In addition, during invasive cardiology procedures, a temporary exterior shunt from the femoral artery to the coronary sinus, accomplished on the cardiologist's catheterization table by a connecting catheter supported by a pump, has been employed to provide perfusion of the coronary artery. See Kar S et al., “Myocardial protection by diastolic coronary venous retroperfusion during PTCA” [Abstr], Proceedings of the Third International Symposium on Myocardial Protection via the Coronary Sinus (June 1988; Boston, USA) and Kar S et al., “Synchronized Coronary Venous Retroperfusion for Support and Salvage of Ischemic Myocardium During Elective and Failed Angioplasty,” J Amer. Coll. Cardio., 18(1):271-282 (1991). Similar temporary exterior shunts have also been tried by surgeons in the operating room to augment coronary bed perfusion during coronary bypass surgery. See Harinder S et al., Retrograde Coronary Sinus Perfusion for Management of Coexistent Critical Unstable Carotid and Coronary Artery Disease, Indian Heart J, 54: 717-719 (2002); Castella M et al., “Reduction of Systolic and Diastolic Dysfunction by Retrograde Coronary Sinus Perfusion During Off-Pump Surgery”, J Thoracic and Cardiovascular S, 127:1018-1025 (2004); and Harinder S, “Efficacy of Retrograde Coronary Sinus Perfusion In Off-Pump Surgery”, J Thoracic and Cardiovascular S, 129(2):476-477 (2005).

SUMMARY OF THE INVENTION

It is therefore an object of the invention to provide methods for permanent retrograde perfusion from the aorta to the coronary sinus to provide perfusion to the heart.

It is also an object of the invention to provide methods which are less invasive than open heart surgery.

It is a further object of the invention to provide a method for permanent retrograde perfusion from the aorta to the coronary sinus which can be performed percutaneously and methods which can be performed thoracoscopically.

It is another object of the invention to provide permanently implantable shunts for implantation between the aorta and the coronary sinus.

It is an additional object of the invention to provide suitable shunts which can be implanted percutaneously and shunts which can be implanted thoracoscopically.
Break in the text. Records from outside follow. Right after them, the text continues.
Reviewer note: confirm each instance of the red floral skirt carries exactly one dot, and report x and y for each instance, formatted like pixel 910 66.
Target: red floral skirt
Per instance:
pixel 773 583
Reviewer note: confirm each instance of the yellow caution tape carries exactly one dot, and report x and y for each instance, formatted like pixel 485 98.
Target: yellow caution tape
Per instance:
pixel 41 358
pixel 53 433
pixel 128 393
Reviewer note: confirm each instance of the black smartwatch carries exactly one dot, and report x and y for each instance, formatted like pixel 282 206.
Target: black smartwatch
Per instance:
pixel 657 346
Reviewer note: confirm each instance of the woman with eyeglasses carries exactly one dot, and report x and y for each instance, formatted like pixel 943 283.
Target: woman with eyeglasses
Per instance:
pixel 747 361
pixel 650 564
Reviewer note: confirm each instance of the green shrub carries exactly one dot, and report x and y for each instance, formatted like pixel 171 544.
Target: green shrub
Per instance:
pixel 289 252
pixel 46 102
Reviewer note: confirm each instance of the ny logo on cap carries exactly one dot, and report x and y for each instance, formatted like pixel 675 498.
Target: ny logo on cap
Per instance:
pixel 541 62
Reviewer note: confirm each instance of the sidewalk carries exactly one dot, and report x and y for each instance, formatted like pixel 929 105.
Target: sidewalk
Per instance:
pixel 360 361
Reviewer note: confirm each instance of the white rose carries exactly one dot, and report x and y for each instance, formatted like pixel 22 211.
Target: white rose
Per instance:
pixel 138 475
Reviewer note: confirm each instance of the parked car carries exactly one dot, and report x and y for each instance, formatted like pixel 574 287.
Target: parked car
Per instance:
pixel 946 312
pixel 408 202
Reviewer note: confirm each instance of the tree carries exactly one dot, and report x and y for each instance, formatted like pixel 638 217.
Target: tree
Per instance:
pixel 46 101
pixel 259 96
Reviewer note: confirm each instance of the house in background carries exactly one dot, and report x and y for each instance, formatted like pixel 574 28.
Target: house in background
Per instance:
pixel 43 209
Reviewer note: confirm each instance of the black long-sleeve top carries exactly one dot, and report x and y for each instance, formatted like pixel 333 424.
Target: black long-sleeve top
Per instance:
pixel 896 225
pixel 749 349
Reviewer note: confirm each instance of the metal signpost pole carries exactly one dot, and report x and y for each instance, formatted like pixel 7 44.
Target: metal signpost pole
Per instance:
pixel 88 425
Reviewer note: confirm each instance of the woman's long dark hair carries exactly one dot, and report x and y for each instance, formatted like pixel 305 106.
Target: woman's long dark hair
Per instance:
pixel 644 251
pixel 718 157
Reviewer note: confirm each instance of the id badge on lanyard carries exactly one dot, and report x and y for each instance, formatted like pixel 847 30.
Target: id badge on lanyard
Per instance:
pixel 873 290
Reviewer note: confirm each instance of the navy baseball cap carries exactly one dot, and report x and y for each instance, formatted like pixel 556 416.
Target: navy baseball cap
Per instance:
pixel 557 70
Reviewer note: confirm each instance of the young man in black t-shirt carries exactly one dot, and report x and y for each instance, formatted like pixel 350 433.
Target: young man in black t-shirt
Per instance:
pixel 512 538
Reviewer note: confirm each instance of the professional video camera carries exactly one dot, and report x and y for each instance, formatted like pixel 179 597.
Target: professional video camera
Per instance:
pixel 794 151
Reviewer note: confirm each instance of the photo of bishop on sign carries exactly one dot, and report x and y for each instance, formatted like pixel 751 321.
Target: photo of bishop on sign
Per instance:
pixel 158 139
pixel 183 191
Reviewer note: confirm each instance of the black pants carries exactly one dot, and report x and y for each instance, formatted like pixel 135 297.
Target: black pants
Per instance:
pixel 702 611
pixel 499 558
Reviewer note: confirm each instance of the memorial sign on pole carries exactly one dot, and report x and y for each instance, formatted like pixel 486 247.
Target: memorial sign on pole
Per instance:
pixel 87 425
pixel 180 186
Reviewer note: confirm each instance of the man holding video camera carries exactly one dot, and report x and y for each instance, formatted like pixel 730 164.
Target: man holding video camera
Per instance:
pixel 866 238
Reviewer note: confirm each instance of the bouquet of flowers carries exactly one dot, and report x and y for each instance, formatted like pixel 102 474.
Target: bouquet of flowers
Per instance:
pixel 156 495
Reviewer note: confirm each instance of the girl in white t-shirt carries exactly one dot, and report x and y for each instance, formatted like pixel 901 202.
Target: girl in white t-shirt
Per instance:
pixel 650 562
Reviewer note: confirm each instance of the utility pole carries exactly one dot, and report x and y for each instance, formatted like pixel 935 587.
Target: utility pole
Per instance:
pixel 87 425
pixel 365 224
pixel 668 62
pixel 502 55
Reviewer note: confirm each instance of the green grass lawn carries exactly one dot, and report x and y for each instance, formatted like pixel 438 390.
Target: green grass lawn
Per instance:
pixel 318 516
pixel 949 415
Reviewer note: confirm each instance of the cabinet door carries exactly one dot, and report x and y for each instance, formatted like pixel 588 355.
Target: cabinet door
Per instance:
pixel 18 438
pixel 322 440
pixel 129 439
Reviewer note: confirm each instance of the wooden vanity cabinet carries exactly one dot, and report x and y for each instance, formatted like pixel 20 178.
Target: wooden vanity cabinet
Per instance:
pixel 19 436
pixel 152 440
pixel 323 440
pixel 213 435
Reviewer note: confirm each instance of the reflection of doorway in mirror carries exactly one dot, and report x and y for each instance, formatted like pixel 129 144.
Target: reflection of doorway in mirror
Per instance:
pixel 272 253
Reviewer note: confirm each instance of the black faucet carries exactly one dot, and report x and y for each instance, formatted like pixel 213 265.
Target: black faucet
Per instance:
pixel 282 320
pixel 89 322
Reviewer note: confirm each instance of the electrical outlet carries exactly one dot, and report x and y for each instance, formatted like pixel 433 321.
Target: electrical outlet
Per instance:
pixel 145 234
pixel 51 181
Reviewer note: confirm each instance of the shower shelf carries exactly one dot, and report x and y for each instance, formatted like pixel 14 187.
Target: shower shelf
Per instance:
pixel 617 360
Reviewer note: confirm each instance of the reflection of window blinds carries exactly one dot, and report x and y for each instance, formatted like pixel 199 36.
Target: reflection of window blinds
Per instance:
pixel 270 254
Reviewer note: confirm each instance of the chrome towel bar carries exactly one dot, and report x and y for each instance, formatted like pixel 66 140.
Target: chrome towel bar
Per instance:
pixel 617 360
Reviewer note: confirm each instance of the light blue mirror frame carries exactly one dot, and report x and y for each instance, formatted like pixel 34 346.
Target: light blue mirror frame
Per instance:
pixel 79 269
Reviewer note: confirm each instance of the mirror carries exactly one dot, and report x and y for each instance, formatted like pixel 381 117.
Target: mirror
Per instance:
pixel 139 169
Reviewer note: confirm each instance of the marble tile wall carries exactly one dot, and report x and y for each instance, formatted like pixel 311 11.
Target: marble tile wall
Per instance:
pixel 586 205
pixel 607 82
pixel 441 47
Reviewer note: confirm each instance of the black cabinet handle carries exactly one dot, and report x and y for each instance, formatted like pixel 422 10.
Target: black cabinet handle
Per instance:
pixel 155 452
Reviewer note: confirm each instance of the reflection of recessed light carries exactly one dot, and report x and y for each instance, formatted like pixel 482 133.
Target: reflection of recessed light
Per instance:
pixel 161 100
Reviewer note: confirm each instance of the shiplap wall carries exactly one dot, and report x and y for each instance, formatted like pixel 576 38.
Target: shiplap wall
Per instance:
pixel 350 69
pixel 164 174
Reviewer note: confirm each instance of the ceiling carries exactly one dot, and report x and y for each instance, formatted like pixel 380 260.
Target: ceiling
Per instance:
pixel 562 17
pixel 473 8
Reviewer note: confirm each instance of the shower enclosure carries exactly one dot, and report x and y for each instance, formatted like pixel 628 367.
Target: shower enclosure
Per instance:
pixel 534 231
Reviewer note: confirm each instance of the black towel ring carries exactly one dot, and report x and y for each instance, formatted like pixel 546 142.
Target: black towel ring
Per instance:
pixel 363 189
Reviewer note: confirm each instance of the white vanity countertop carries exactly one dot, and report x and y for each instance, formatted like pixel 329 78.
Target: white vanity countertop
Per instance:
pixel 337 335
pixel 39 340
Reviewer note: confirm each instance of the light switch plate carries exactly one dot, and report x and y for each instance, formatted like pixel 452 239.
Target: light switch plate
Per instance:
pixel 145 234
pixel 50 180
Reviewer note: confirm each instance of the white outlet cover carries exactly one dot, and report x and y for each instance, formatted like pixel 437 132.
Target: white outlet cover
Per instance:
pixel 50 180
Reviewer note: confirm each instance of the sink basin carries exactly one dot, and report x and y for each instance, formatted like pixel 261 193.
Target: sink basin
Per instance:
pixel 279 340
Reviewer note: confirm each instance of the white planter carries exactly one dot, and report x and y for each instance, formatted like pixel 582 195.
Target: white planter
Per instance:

In accord with these objects, which will be discussed in detail below, in a minimally invasive manner, a permanent shunt is implanted to carry arterial blood from the aorta into the relatively lower pressure venous bed of the coronary sinus. Since egress from the coronary sinus into the right atrium is blocked, the higher pressure arterial blood is forced through the coronary sinus venous bed in a retrograde fashion thus accomplishing perfusion of those arterial beds that are deprived of normal antegrade coronary arterial blood flow on account of coronary arterial stenoses.

In one embodiment, the shunt is delivered percutaneously via a catheter-based delivery system. A guidewire is introduced from the lumen of the aorta, through the right atrial cavity and into the mouth of the coronary sinus, and the delivery system is delivered thereover.

In another embodiment, the shunt is delivered in a minimally invasive, preferably thoracoscopic, manner. A scope is inserted through the chest wall to gain access to the right side of the heart, the pericardium is opened, and using guidewires access to the coronary sinus and the aorta is established (from outside the right atrial cavity). The shunt is threaded into the coronary sinus and the aorta, over preferably two guidewires. Thus, most of the body of the shunt comes to lie in the pericardial sac, outside the cavity of the right atrium.

In each embodiment, the shunt must be anchored at both ends, kink-resistant, and permanently implantable. The shunt will carry high pressure arterial blood into the coronary sinus and normal egress of blood from the coronary sinus into the right atrium will be at least partially blocked resulting in retrograde perfusion of the myocardium.

Additional objects and advantages of the invention will become apparent to those skilled in the art upon reference to the detailed description taken in conjunction with the provided figures.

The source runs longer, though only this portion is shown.